Tibetan residents of western Chinese provinces have been blocked from travelling to Tibet’s capital Lhasa for the duration of March, a month of politically sensitive anniversaries, Tibetan sources say.
Restrictions include bans on travel both by rail and by air, a Tibetan living in Australia told RFA’s Tibetan Service, citing contacts in the region. “China is profiling Tibetans and denying them rail tickets from Xining and Lanzhou,” RFA’s source said, referring to the capitals of Qinghai and Gansu provinces respectively. “No plane tickets are being sold to Tibetans travelling from Sichuan’s capital Chengdu to Lhasa until the end of April”.
“They were asked by ticket officials to show their IDs, and after being identified as Tibetans they were told that no tickets would be sold to them.”
Tickets were freely sold to members of other ethnic nationality groups, the source said.

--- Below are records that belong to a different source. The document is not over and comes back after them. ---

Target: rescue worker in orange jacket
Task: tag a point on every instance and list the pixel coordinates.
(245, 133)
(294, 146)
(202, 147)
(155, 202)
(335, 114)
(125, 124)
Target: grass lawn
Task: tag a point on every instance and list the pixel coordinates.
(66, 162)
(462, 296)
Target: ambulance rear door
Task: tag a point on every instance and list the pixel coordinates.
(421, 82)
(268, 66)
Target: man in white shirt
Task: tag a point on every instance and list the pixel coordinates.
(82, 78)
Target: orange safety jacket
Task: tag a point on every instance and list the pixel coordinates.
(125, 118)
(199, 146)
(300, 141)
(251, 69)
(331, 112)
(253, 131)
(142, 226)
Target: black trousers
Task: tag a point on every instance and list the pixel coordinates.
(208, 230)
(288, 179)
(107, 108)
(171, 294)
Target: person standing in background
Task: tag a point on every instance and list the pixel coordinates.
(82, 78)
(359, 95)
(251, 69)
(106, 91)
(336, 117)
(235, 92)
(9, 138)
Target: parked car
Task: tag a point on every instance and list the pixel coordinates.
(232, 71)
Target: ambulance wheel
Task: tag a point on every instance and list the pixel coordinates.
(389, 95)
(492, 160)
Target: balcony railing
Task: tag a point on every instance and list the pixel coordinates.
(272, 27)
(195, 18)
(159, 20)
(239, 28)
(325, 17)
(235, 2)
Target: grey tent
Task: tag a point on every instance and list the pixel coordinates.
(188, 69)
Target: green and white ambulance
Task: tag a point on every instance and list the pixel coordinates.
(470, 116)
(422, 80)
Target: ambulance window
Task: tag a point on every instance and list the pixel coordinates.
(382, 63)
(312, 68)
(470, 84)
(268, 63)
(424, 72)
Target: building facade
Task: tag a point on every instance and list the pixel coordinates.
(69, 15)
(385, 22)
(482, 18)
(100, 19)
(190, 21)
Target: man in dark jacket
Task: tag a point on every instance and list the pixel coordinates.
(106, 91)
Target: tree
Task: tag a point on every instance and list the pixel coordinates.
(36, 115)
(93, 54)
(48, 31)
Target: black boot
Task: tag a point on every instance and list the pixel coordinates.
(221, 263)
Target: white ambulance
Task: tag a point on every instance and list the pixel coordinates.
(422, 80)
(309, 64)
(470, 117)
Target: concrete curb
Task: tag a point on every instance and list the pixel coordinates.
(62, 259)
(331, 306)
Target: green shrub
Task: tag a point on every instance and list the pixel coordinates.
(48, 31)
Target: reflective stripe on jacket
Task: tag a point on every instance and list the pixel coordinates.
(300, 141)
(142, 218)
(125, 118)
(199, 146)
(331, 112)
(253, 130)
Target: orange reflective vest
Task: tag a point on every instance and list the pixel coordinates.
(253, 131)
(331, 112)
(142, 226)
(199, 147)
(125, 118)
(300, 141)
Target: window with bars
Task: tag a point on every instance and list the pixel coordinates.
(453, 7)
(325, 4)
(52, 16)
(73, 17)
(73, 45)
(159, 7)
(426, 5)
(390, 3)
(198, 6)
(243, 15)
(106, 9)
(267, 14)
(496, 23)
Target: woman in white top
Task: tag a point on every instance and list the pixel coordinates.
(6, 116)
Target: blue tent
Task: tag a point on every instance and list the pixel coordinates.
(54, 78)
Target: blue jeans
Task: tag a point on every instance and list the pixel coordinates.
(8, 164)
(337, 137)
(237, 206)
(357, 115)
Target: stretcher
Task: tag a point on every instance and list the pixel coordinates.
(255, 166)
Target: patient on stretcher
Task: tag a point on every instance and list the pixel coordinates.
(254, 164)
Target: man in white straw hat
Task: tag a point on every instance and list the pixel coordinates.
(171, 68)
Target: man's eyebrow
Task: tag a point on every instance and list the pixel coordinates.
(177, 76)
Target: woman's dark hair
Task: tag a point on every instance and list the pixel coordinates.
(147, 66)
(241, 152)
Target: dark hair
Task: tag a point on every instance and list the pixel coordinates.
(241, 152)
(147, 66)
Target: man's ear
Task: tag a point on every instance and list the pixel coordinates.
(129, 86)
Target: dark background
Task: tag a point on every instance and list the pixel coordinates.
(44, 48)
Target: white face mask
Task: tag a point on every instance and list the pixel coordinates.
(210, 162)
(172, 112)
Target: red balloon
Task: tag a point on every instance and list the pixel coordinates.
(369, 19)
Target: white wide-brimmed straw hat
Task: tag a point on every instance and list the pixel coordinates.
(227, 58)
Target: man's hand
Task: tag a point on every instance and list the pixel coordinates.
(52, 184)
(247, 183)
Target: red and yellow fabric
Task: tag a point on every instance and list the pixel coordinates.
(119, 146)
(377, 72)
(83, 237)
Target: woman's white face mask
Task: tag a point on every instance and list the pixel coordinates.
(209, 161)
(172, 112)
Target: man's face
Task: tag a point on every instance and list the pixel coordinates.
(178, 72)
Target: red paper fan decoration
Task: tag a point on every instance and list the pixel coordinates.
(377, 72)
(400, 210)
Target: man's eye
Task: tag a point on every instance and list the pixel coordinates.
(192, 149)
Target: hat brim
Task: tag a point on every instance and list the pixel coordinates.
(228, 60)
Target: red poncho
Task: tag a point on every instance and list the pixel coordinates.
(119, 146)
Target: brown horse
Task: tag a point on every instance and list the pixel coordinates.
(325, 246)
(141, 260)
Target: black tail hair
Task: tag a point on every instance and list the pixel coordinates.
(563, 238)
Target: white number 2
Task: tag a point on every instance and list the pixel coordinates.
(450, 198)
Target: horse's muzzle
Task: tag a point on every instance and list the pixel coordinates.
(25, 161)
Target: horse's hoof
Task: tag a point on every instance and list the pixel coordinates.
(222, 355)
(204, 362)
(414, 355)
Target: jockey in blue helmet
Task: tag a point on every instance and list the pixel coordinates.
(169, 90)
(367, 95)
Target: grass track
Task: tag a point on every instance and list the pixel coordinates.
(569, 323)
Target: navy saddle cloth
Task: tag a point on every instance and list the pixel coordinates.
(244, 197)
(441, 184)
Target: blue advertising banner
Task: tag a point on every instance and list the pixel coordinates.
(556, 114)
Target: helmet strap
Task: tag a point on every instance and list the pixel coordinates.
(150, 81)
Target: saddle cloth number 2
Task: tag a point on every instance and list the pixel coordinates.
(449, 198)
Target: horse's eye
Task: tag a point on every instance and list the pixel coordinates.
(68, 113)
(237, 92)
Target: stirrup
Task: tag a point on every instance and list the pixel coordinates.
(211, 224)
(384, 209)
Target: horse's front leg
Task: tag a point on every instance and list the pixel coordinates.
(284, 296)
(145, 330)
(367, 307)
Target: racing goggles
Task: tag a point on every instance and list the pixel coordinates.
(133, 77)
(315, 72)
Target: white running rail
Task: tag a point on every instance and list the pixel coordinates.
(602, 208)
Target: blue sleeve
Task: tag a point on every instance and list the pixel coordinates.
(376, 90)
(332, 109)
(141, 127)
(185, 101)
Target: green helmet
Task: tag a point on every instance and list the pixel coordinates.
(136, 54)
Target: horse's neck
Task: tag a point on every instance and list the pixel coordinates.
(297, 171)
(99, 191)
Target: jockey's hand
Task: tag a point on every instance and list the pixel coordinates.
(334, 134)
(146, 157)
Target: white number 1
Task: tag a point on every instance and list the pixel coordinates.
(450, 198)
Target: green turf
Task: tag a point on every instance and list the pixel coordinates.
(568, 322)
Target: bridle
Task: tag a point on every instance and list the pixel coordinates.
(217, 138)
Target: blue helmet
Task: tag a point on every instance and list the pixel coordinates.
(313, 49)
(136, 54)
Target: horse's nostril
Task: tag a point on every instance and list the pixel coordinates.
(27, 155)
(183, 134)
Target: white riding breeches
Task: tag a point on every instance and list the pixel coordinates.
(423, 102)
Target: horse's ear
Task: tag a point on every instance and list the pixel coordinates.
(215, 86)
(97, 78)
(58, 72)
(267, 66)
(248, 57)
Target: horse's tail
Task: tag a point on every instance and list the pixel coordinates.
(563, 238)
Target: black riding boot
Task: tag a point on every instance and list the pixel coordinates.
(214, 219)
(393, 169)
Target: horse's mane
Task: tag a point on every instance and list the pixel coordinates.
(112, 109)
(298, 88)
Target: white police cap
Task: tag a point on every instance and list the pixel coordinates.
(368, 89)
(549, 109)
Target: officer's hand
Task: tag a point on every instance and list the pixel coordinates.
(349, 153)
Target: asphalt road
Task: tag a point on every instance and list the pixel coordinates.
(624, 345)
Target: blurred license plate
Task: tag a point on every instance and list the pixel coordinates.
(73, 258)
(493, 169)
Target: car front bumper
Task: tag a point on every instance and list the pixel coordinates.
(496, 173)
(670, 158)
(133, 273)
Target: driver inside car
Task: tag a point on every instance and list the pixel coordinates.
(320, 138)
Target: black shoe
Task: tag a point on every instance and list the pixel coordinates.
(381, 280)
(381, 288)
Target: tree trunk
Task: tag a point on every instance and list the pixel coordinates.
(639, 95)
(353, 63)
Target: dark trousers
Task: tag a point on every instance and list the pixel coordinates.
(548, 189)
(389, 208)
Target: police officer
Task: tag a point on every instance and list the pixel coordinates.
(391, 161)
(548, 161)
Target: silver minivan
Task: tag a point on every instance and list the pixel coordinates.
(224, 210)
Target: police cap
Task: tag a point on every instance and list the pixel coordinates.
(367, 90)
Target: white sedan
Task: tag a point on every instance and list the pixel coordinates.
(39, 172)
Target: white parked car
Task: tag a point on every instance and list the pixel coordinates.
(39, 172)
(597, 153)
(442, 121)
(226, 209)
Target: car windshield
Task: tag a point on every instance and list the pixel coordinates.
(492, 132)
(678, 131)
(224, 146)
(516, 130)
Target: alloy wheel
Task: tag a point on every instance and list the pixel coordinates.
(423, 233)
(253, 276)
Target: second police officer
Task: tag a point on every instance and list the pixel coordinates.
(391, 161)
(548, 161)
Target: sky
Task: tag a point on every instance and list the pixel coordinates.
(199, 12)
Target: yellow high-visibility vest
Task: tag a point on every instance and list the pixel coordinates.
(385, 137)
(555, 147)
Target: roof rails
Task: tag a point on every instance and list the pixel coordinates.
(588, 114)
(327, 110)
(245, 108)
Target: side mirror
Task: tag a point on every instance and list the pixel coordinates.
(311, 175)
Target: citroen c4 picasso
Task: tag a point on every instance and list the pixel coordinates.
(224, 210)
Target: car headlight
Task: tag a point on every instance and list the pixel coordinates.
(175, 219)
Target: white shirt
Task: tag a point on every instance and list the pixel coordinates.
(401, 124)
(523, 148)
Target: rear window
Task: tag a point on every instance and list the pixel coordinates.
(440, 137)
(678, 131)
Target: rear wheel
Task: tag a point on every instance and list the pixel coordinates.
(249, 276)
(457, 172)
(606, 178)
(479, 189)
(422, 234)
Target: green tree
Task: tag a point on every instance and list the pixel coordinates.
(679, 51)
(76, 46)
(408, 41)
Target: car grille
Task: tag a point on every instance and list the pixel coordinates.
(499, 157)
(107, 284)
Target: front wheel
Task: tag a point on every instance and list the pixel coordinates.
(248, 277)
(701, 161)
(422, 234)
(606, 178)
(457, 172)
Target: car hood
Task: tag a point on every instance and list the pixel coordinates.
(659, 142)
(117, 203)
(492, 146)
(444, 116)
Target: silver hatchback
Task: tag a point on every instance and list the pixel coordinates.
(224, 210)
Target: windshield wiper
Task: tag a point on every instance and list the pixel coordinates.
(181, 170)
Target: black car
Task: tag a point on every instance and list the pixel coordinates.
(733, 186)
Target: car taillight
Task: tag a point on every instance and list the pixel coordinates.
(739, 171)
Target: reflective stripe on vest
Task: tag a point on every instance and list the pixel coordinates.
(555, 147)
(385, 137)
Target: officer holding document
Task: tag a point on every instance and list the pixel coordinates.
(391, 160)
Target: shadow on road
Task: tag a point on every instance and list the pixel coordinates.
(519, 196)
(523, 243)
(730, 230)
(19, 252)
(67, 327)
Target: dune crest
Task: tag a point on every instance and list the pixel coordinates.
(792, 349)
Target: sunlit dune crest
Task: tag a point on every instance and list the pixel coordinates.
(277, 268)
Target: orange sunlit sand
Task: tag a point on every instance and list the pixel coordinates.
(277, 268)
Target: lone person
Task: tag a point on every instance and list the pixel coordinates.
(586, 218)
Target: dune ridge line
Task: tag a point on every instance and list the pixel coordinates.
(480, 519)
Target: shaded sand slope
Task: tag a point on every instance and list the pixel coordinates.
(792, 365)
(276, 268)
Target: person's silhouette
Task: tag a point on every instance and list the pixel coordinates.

Another source for the story was quoted as saying that Tibetans in Qinghai wishing to travel by rail to Lhasa had been told to wait for a week to purchase their rail tickets. “But then they were told that no tickets would be sold to Tibetans for the rest of the month,” the source said, adding that anyone who had attempted the journey had been forced to return home.
China now regularly blocks travel to Lhasa by Tibetans living in western Chinese provinces each March, a month when Tibetans around the world remember the Lhasa uprising of March 10, 1959. On this day, Tibetans rose up in protest against Beijing’s tightening political and military control of Tibet, sparking a rebellion in which thousands were killed.
For the last eight years, in March Tibetans also remember the 2008 unrest in Lhasa, which sprung from that year’s Uprising Day demonstrations. Events were exacerbated by increased Chinese crackdowns and restrictions. From there the protests escalated with the involvement of many monasteries and lay people and led to a brutal crackdown by Chinese police.
The riot then sparked a wave of mostly peaceful protests against Chinese rule that spread across Tibet and into Tibetan-populated regions of western Chinese provinces.